In vitro differentiation of epithelial cells cultured from human periodontal ligament

Abstract

Alkaline phosphatase and noncollagenous bone proteins are produced prior to cementum formation. While it has been suggested that epithelial rests of Malassez are involved in cementum formation, little is known about the relationship between epithelial rests of Malassez and cementum formation. The purpose of the present study was to determine whether the epithelial rests of Malassez cells cultured from human periodontal ligament can produce alkaline phosphatase and noncollagenous bone proteins, such as osteopontin, osteocalcin and bone sialoprotein. An outgrowth of putative epithelial rests of Malassez cells was produced from periodontal ligament explant, and second passage cultures were used in the experiments.
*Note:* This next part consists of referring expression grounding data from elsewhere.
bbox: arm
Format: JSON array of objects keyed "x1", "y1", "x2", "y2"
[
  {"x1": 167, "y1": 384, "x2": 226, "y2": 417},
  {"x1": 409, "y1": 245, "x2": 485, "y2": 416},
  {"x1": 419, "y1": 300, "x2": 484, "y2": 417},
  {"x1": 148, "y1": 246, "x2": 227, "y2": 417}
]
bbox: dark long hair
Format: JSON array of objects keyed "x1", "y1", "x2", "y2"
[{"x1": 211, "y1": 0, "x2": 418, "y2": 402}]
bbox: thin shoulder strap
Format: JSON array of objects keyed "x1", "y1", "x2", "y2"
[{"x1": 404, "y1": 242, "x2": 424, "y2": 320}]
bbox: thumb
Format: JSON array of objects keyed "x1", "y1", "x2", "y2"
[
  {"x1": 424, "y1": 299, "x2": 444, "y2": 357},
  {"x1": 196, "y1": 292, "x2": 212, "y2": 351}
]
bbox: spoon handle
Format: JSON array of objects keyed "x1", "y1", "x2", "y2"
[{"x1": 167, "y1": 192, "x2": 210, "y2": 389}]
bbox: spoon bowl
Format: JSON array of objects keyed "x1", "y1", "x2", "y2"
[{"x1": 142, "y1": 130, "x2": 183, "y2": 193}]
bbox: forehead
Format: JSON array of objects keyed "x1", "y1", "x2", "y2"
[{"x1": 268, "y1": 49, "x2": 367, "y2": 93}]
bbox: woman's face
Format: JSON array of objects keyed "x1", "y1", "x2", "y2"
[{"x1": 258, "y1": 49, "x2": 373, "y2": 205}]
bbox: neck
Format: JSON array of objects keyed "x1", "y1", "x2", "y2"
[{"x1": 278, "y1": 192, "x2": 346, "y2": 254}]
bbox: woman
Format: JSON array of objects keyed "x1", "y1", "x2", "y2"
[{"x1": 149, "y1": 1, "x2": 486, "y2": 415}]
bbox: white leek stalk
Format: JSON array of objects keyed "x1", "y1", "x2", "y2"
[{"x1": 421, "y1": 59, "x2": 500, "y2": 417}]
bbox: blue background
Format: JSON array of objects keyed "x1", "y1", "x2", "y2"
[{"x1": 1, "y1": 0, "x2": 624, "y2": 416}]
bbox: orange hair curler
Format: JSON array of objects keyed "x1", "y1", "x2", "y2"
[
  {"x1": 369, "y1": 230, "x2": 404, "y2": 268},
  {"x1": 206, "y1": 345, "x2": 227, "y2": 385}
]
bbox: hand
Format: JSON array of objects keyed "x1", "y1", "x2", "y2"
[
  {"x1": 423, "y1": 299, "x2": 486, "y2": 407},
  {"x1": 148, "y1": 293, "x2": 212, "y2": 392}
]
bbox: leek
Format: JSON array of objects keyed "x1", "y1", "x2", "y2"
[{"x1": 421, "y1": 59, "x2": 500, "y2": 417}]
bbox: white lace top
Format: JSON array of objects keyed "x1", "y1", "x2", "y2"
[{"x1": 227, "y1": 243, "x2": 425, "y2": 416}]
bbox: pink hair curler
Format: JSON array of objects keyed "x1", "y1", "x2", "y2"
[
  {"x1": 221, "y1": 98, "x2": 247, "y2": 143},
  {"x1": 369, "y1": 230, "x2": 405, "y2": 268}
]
Human gingival epithelial cells and periodontal ligament fibroblasts were used as controls. The expression levels of amelogenin were analyzed by immunostaining and in situ hybridization. Furthermore, the expression levels of alkaline phosphatase and noncollagenous bone proteins were assessed by immunostaining and reverse transcription-polymerase chain reaction. Amelogenin, alkaline phosphatase and osteopontin proteins and their corresponding mRNAs were detected at high levels in putative epithelial rests of Malassez cells. Osteocalcin and bone sialoprotein were not expressed in putative epithelial rests of Malassez cells. Alkaline phosphatase and noncollagenous bone proteins were seen in periodontal ligament fibroblasts, but not in gingival epithelial cells. Our results suggest that putative epithelial rests of Malassez cells cultured alone do not transform into maturing cells to form the cementum, but may play a potential role in the mineralization process.